Your appreciation for muscle cars pales next to my appreciation for your unwavering love and support.

Eleanor is mine, but Nick is for you.

1

KEVIN JAMS HIS TONGUE IN
my ear.

Yeah, gross, but I've got a roll of electrician's tape clenched between my teeth and the butt end of a live wire hovering over an exposed battery line. Best I can manage is a stifled grunt.

The scent of cheap beer makes my stomach roil. It's not just my boyfriend's alcohol-infused breath making me queasy, though. Thirty thousand people linger in the Las Vegas Arts District just a couple of blocks away.

Too close.

Kevin slides his hand up under my damp T-shirt. “Come on, Jules.”

I spit out the tape, cringing as it clunks against the brake pedal and rolls farther under the dash. The soft thud is loud enough to hear over the drizzling rain. Steam rises off the asphalt. “You're going to make me blow it.”

He laughs, but his cool hand continues to creep across my skin. When his finger hooks under my bra, I flinch. “Seriously, Kev. Stop it.” I squirm to break contact. “Focus.”

My heartbeat stutters. I'm one exaggerated twitch away from zapping more than this car's engine to life.

His tongue circles around my earlobe. “You got this, baby.” A shiver runs along the back of my neck and I scrunch my shoulders. “That's why they call you the Ghost, right?”

I grit my teeth. “Invisible, not invincible.”

It's a stupid street name, but after forty-two successful boosts, I guess I've earned a label. Thing is, I'm not cocky enough to believe my luck won't run out. The odds are always in favor of the house.

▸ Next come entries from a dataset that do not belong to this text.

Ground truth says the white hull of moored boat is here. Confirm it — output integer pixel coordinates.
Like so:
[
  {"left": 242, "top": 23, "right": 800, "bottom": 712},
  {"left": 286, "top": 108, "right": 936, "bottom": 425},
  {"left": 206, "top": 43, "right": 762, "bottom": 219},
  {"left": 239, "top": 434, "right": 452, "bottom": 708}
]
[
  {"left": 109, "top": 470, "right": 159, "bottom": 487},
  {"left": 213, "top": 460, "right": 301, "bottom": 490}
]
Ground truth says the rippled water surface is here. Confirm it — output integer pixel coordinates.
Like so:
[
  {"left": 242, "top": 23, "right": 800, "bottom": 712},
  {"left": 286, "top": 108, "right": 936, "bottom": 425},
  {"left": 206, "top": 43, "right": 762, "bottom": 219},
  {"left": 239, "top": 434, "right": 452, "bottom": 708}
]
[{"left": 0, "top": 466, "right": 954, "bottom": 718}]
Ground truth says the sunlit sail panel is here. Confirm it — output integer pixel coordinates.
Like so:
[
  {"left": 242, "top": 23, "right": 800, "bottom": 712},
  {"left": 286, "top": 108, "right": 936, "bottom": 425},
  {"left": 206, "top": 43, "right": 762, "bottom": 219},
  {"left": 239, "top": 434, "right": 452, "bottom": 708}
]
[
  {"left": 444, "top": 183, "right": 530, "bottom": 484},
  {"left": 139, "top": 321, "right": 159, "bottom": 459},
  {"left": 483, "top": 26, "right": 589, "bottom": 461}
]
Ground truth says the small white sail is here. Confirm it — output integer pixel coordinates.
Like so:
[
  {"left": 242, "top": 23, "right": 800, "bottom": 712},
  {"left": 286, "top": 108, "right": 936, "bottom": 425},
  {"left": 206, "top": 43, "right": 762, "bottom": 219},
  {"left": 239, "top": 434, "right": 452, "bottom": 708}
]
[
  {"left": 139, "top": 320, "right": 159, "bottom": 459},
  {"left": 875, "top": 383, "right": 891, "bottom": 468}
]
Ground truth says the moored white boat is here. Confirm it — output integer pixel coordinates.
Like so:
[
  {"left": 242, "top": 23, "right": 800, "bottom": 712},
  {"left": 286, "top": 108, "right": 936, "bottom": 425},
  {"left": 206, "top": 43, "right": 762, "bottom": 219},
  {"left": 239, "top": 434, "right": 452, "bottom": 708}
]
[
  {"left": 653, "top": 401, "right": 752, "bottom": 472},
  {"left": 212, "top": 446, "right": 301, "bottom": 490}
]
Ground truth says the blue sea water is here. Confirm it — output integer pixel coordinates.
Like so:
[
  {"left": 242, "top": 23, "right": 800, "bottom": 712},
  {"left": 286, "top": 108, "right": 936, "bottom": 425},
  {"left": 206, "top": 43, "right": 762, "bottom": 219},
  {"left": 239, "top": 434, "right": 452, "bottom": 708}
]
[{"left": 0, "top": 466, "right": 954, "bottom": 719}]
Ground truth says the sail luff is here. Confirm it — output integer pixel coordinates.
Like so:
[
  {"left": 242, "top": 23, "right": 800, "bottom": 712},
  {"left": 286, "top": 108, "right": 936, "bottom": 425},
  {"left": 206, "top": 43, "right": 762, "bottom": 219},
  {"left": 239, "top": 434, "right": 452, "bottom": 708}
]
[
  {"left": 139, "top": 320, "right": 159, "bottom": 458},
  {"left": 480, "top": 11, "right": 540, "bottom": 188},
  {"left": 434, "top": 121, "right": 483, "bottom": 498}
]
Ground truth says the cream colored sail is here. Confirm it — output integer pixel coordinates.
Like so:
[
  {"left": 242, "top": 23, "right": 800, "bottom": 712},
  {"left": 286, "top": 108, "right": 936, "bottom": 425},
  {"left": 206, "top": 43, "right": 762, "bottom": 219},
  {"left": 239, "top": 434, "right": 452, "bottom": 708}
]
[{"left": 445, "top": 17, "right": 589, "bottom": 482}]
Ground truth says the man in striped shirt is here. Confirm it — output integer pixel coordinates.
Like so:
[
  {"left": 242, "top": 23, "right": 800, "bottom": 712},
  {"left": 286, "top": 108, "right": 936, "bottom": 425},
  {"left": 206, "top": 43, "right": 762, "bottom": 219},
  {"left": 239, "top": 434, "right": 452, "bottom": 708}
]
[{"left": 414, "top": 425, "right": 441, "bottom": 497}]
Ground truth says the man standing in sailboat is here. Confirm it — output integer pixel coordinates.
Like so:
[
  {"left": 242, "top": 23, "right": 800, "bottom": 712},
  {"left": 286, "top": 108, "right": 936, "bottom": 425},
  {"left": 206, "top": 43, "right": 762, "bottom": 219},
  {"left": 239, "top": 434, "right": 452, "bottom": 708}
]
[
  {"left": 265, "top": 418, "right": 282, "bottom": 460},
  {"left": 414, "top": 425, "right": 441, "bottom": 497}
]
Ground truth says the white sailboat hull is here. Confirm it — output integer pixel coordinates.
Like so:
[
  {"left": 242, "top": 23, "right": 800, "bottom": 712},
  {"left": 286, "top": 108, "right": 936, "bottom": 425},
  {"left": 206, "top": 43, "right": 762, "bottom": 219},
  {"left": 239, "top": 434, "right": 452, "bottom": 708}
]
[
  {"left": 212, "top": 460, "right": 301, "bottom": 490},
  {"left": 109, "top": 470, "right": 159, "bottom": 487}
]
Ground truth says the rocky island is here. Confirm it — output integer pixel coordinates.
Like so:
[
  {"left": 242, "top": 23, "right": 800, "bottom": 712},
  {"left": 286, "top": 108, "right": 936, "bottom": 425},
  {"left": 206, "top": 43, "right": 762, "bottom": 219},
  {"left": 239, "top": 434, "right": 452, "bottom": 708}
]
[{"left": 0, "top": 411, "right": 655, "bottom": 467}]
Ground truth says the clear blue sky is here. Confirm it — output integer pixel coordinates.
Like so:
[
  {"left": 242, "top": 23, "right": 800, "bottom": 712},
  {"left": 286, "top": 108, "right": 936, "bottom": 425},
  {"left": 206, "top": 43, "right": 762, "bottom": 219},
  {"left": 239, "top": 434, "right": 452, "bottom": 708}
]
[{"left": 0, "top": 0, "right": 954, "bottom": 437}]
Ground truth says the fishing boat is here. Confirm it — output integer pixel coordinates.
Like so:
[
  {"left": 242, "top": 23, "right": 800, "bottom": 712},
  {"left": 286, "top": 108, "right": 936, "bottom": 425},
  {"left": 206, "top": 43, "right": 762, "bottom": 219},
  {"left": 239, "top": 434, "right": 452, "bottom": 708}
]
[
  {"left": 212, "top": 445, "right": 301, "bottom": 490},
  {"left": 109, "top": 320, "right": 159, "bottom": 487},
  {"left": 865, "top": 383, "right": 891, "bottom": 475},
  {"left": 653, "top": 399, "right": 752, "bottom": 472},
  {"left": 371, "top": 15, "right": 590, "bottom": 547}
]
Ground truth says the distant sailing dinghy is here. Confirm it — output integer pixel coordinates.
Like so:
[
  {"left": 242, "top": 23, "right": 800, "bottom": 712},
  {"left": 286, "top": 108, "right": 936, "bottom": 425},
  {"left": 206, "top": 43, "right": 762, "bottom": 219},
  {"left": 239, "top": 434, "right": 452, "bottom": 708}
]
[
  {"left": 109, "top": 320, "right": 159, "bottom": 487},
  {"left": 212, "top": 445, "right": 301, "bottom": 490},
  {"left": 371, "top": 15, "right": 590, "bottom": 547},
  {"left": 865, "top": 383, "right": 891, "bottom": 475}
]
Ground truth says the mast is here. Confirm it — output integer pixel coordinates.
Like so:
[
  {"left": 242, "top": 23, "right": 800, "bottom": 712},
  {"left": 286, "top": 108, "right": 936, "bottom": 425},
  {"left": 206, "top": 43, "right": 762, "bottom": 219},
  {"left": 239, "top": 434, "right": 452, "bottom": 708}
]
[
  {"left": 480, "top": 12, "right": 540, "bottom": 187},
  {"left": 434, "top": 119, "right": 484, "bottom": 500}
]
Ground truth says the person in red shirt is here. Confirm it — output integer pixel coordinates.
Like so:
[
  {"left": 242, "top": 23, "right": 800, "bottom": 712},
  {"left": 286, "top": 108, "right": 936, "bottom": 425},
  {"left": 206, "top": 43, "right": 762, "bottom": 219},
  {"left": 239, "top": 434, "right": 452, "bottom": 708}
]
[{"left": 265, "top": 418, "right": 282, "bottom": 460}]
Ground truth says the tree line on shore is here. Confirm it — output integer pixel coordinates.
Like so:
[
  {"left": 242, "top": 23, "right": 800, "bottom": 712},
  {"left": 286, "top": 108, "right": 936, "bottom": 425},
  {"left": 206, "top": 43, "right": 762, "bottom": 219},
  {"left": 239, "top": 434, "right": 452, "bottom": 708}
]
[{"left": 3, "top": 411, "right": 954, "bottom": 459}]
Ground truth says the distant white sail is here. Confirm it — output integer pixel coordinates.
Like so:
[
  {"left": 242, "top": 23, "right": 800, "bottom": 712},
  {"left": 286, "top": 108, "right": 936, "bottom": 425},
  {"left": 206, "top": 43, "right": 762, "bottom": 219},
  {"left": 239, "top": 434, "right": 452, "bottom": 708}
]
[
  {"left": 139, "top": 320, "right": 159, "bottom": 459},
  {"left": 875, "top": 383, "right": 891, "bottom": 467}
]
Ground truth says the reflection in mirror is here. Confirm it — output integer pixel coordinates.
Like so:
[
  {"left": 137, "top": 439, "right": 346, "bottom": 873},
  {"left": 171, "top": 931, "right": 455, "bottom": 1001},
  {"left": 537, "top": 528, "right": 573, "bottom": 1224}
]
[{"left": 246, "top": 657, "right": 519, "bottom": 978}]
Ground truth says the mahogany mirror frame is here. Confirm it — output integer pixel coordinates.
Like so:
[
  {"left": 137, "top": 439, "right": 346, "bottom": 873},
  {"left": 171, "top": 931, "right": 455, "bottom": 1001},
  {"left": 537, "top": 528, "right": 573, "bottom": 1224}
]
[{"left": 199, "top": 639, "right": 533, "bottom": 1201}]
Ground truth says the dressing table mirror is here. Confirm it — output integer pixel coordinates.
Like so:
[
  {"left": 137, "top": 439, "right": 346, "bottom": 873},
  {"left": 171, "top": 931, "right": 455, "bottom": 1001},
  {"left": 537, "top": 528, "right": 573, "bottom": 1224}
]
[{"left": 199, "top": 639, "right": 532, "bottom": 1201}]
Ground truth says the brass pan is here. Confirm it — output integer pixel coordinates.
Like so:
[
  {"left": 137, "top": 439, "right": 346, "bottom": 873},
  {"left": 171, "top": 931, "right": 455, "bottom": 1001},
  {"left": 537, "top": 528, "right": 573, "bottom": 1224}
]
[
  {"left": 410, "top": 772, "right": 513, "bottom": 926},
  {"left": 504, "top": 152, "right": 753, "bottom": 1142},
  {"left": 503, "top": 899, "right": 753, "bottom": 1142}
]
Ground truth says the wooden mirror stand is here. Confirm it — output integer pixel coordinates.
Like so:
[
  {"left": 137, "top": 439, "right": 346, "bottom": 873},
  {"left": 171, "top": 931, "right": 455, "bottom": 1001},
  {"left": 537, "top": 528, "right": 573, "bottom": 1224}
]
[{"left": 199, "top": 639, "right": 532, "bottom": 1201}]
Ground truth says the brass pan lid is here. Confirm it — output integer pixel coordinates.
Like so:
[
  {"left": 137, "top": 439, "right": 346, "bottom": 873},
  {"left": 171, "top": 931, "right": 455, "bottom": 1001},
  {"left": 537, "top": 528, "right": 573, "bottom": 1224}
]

Kevin gets all whiny. “I really need this.”

Jesus. It's not even a hot car.

A 1995 Mazda RX-8, midnight blue, standard stick. But judging by the interior—tricked-out stereo, new covers for the scooped racing-style seats—it's gotta be someone's baby.

Except that it's parked under a streetlight in a dark alley in one of the city's peak theft districts, which makes no sense. Guys who own cars like this know streetlights aren't deterrents for people like us, like
me
. No slinking in the dark, no flashlight, easy access.

It's too simple.

“I've got a bad feeling about this, Kev.”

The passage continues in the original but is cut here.